In the wake of the terror attacks, Ahmed Kilani, a prison chaplain at Goulburn Supermax in New South Wales, seemed to predict the tragedy when he commented: “I always said a white supremacist guy will make our Muslim prisoners [convicted of terrorism] look like boy scouts.”

Both factions have stoked each other’s convictions, with miserable results. The imbalance has occurred. The scale was tipped on 15 March 2019 as the terrorist acted to right perceived insults, establish his warped perception of the world, and 51 Muslims said goodbye to their families, left the house, and never returned home.

It has been said that masculinity and ethnicity, “abrade, inflame, amplify, twist, negate, dampen and complicate each other.” When I consider Muhammed’s need to prove himself through gang membership, or my attempt to reconnect with my heritage through a tattoo, or the tragic consequences of abhorrent actions, I see a response to an environment in which young men feel they have very limited power. I see alienation determined by class and ethnicity, enacted in masculine terms. I see an attempt to reclaim identity through the most evil act capable of a human being.

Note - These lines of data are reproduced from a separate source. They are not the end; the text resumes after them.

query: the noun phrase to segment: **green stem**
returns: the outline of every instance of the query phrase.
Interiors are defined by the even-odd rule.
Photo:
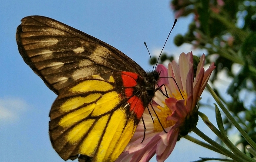
[[[199,140],[196,138],[195,138],[189,135],[186,135],[185,136],[184,136],[183,137],[184,138],[185,138],[186,139],[195,143],[196,143],[199,145],[201,146],[206,149],[208,149],[211,150],[215,152],[219,153],[220,154],[222,154],[223,155],[225,155],[226,156],[227,156],[227,155],[226,155],[226,154],[225,154],[225,153],[223,153],[222,152],[221,152],[221,151],[219,151],[219,150],[217,149],[216,149],[215,147],[212,146],[212,145],[209,145],[209,144],[205,143],[205,142],[203,142],[202,141],[200,141],[200,140]]]
[[[229,139],[226,135],[226,132],[225,130],[223,123],[222,121],[222,118],[220,114],[220,111],[219,110],[218,107],[216,104],[215,105],[215,113],[216,114],[216,120],[219,129],[219,132],[220,133],[220,136],[218,136],[221,140],[228,146],[231,151],[236,155],[238,155],[240,157],[243,159],[246,160],[246,162],[255,162],[256,161],[254,159],[251,158],[248,156],[243,153],[239,150],[234,144],[230,141]],[[217,128],[216,128],[217,129]]]
[[[249,137],[249,136],[244,131],[244,130],[240,126],[239,124],[236,122],[235,119],[232,117],[231,114],[229,112],[229,110],[225,107],[224,105],[222,104],[221,101],[219,99],[219,97],[217,96],[217,95],[215,94],[212,89],[211,87],[208,84],[206,85],[206,88],[211,94],[215,101],[217,102],[220,108],[223,112],[225,113],[225,115],[227,116],[228,118],[229,119],[230,121],[234,124],[235,126],[237,129],[238,131],[240,132],[242,135],[244,137],[244,138],[246,139],[246,140],[249,143],[250,145],[254,149],[254,150],[256,150],[256,144],[253,141],[252,139]]]
[[[212,12],[210,16],[221,22],[224,25],[227,27],[227,28],[232,30],[233,32],[236,32],[236,34],[242,42],[243,42],[245,39],[248,36],[248,33],[245,32],[243,30],[237,28],[234,23],[230,22],[219,14]]]
[[[207,136],[205,135],[203,133],[201,132],[201,130],[200,130],[197,127],[196,127],[194,129],[193,129],[192,131],[198,135],[199,137],[202,138],[205,141],[212,145],[212,146],[219,149],[220,152],[222,152],[222,154],[224,154],[225,155],[226,155],[227,156],[230,157],[236,162],[246,162],[239,157],[234,154],[233,153],[231,152],[222,146],[212,139]]]

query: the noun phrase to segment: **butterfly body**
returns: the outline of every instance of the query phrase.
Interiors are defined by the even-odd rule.
[[[154,96],[158,73],[146,73],[114,47],[53,19],[21,22],[20,53],[58,95],[49,115],[54,149],[65,160],[115,160]]]

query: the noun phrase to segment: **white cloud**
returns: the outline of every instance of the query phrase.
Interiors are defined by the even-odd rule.
[[[17,121],[28,107],[26,102],[18,98],[0,98],[0,124]]]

My cedar is always with me. I need only look down to see its length and breadth, it’s foundation, bare below my shorts, spread across the top of the nerve endings in my knee—the most painful part. I earnt the right to honour my family forever, with pride. I earnt the right to attract stares after years of insults about bombs and guns, statements from people I thought were my friends that I “wasn’t that Lebanese”, as if my identity was a social privilege to be given and taken away. My own inability to pronounce my names right, the worst shame of all.

It can’t be taken from me now. I have made sure of that. So look at it. Admire it. Feel fear, repulsion, attraction in equal parts. I don’t care. It’s mine. I have staked my claim to my own identity.

After the Christchurch shooter was sentenced, the media called for a prisoner swap with Australia, to save the millions it will cost to keep him in prison for life without parole.

He is from New South Wales and would be housed in the Goulburn correctional centre, a super-maximum-security prison facility only for males. In Goulburn supermax, the majority of prisoners believe in Salafi-Jihadism, due to its cut and dried sense of right and wrong, and its fundamental, politicised version of Salafism. It calls for active expression of belief over personal observance of the teachings of Islam. It’s a coping mechanism, providing a structured routine for young men in an ultra-hostile environment where your survival is dictated by your ability to cope. After all, there’s not much to do in prison except wait, pray, and train. Train for the day your enemies are in front of you. Train for when you can take what is owed to you, even if that means tearing someone open from limb to limb.

They call Goulburn supermax, “Goulburn supermosque” because if you’re not Muslim in there: Good luck to you. Justice will be enacted, in its most bare terms.